Handwritten_Text_Recognition

Overview

Deep Learning framework for Line-level Handwritten Text Recognition

Short presentation of our project

  1. Introduction

  2. Installation
    2.a Install conda environment
    2.b Download databases

    • IAM dataset
    • ICFHR 2014 dataset
  3. How to use
    3.a Make predictions on unlabelled data using our best networks
    3.b Train and test a network from scratch
    3.c Test a model without retraining it

  4. References

  5. Contact

1. Introduction

This work was an internship project under Mathieu Aubry's supervision, at the LIGM lab, located in Paris.

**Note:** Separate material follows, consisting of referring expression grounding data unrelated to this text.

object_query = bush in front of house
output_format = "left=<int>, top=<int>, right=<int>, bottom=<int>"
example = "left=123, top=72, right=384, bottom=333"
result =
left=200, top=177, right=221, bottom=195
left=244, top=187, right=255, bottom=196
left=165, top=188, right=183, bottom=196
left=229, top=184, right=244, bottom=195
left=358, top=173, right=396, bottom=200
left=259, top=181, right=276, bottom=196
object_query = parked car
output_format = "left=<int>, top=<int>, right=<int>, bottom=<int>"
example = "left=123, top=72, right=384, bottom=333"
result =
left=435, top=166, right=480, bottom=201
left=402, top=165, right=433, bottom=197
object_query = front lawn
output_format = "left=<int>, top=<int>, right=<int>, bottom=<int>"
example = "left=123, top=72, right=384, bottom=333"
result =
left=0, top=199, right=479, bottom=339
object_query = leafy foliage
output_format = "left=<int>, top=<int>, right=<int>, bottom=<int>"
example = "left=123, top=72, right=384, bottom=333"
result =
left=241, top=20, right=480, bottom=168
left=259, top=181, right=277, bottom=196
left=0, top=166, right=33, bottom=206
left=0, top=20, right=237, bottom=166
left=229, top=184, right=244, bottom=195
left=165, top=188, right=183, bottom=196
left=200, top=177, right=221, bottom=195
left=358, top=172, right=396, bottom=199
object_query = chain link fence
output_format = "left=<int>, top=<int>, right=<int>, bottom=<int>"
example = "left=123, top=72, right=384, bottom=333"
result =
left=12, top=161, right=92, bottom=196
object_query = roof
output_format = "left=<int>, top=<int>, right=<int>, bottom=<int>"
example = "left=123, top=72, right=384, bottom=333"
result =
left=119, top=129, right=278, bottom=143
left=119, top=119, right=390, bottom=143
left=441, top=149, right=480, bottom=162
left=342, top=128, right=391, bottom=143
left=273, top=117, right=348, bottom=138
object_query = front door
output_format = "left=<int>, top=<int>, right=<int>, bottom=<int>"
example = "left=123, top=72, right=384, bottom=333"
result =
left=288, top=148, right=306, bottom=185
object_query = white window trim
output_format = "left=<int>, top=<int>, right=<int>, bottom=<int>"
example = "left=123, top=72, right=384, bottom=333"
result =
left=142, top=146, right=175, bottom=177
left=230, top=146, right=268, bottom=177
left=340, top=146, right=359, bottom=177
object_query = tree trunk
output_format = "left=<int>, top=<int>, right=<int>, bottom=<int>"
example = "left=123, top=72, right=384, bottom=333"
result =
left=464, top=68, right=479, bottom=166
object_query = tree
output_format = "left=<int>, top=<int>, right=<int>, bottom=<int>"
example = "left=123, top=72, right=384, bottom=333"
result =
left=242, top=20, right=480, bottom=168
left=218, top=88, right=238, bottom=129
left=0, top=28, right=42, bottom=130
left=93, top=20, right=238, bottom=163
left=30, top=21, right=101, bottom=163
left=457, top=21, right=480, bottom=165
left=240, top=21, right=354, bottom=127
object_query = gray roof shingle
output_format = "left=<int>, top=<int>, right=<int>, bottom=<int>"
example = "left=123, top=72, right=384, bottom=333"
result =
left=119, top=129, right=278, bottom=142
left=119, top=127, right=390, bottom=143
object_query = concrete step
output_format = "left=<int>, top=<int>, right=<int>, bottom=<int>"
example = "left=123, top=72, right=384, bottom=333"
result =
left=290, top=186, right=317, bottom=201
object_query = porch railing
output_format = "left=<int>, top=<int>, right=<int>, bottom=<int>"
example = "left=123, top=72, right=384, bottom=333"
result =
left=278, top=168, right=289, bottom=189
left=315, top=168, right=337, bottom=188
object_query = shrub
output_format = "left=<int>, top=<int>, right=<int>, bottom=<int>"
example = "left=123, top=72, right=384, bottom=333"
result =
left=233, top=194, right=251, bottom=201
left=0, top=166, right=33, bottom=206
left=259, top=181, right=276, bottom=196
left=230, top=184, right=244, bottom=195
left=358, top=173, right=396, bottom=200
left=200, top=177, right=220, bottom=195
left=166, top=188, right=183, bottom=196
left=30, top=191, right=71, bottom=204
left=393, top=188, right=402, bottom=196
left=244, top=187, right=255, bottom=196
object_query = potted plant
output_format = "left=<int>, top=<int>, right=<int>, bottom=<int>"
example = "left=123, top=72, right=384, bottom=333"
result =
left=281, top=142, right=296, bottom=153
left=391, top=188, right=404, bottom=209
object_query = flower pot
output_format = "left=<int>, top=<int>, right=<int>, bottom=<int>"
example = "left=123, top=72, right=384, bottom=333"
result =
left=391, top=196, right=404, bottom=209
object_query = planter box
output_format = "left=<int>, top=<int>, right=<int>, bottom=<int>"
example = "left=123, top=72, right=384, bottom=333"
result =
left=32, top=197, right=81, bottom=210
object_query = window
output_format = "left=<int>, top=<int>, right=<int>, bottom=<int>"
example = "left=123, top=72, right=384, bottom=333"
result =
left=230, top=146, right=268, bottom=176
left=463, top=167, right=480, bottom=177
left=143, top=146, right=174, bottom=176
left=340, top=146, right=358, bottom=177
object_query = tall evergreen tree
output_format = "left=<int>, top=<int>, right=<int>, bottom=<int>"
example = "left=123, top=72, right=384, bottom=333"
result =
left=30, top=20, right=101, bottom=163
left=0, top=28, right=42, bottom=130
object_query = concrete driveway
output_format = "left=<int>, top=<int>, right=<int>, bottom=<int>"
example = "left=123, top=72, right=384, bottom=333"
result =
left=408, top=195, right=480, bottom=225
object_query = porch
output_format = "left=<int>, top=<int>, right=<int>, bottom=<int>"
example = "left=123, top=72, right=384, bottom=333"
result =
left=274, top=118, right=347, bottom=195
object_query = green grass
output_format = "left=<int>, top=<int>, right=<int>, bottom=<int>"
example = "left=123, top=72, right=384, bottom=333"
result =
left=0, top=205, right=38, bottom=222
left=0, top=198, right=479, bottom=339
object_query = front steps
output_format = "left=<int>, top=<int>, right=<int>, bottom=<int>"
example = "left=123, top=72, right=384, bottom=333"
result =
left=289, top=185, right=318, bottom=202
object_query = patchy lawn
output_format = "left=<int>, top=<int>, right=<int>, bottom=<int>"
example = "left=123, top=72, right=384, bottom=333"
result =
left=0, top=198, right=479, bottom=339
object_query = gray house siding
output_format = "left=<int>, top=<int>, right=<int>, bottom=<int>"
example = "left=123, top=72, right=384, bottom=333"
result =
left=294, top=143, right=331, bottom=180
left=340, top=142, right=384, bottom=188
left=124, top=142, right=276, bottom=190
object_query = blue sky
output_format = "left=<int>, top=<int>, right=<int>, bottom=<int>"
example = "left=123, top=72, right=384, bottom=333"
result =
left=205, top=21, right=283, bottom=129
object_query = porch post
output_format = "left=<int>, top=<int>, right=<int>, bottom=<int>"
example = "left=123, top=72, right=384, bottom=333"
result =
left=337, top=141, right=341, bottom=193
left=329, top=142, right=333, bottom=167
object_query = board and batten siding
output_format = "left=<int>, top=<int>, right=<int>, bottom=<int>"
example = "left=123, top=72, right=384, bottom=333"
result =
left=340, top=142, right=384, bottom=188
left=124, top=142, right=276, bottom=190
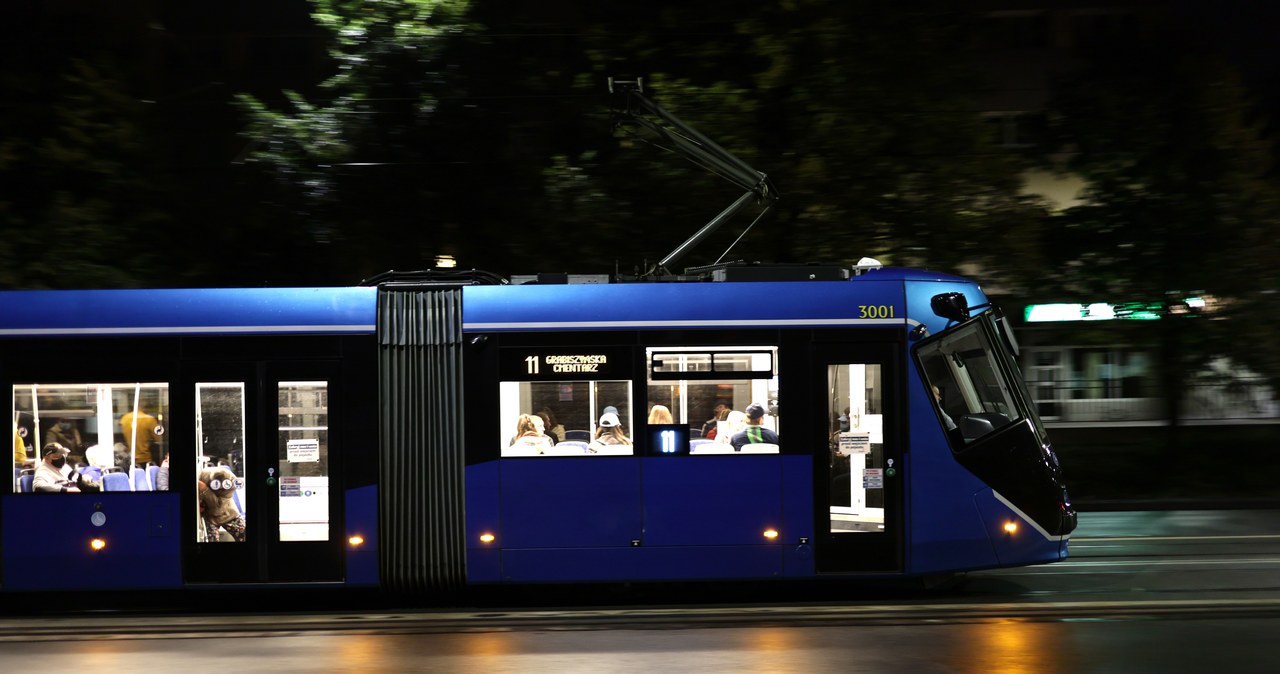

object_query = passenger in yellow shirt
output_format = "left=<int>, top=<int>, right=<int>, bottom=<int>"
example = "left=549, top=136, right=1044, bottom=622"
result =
left=120, top=407, right=161, bottom=466
left=14, top=423, right=27, bottom=467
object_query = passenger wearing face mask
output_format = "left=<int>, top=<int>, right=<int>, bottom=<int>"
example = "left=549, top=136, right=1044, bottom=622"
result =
left=45, top=418, right=84, bottom=467
left=33, top=443, right=79, bottom=493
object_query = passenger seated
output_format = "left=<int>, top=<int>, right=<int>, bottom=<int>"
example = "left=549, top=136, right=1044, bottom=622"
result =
left=730, top=403, right=779, bottom=451
left=46, top=418, right=85, bottom=468
left=199, top=466, right=245, bottom=542
left=715, top=410, right=746, bottom=446
left=32, top=443, right=79, bottom=493
left=155, top=456, right=170, bottom=491
left=536, top=407, right=565, bottom=443
left=534, top=412, right=557, bottom=446
left=590, top=412, right=631, bottom=451
left=84, top=443, right=113, bottom=472
left=704, top=407, right=730, bottom=440
left=648, top=405, right=673, bottom=425
left=701, top=403, right=729, bottom=439
left=69, top=445, right=104, bottom=492
left=509, top=414, right=554, bottom=453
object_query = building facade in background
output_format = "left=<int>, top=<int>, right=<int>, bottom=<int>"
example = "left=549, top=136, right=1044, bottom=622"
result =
left=1013, top=301, right=1277, bottom=425
left=973, top=1, right=1279, bottom=426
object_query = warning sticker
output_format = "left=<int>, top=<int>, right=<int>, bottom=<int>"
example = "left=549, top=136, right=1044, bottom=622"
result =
left=839, top=432, right=871, bottom=455
left=286, top=438, right=320, bottom=463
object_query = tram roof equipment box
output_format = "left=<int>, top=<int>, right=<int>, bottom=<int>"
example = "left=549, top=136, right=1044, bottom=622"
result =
left=693, top=263, right=850, bottom=283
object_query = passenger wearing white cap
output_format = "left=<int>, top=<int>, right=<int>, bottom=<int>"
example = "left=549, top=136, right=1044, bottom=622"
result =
left=591, top=411, right=631, bottom=448
left=33, top=443, right=79, bottom=493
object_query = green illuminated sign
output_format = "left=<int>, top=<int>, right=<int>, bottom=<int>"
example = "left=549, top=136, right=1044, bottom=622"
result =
left=1025, top=302, right=1166, bottom=322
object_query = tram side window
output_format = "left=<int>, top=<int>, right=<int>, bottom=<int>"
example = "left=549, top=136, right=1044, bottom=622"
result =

In HTR, the task is to predict a transcript from an image of a handwritten text. A commonly used structure for this task is Convolutional Recurrent Neural Networks (CRNN). One CRNN network consists of a feature extractor (often with convolutional layers), followed by a recurrent network (LSTM).

This github provides a framework to train and test CRNN networks on handwritten grayscale line-level datasets. This github also provides code to generate predictions on an unlabelled, line-level, grayscale line-level dataset. There are several options for the structure of the CRNN used, image preprocessing, dataset used, data augmentation.

alt text

2. Installation

Prerequisites

Make sure you have Anaconda installed (version >= to 4.7.10, you may not be able to install correct dependencies if older). If not, follow the installation instructions provided at https://docs.anaconda.com/anaconda/install/.

Also pull the git.

2.a Download and activate conda environment

Once in the git folder on your machine, run the command lines :

conda env create -f HTR_environment.yml
conda activate HTR 

2.b Download databases

You will only need to download these databases if you want to train your own network from scratch. The framework is built to train a network on one of these 2 datasets : IAM and ICFHR2014 HTR competition. [ADD REF TO SLIDES]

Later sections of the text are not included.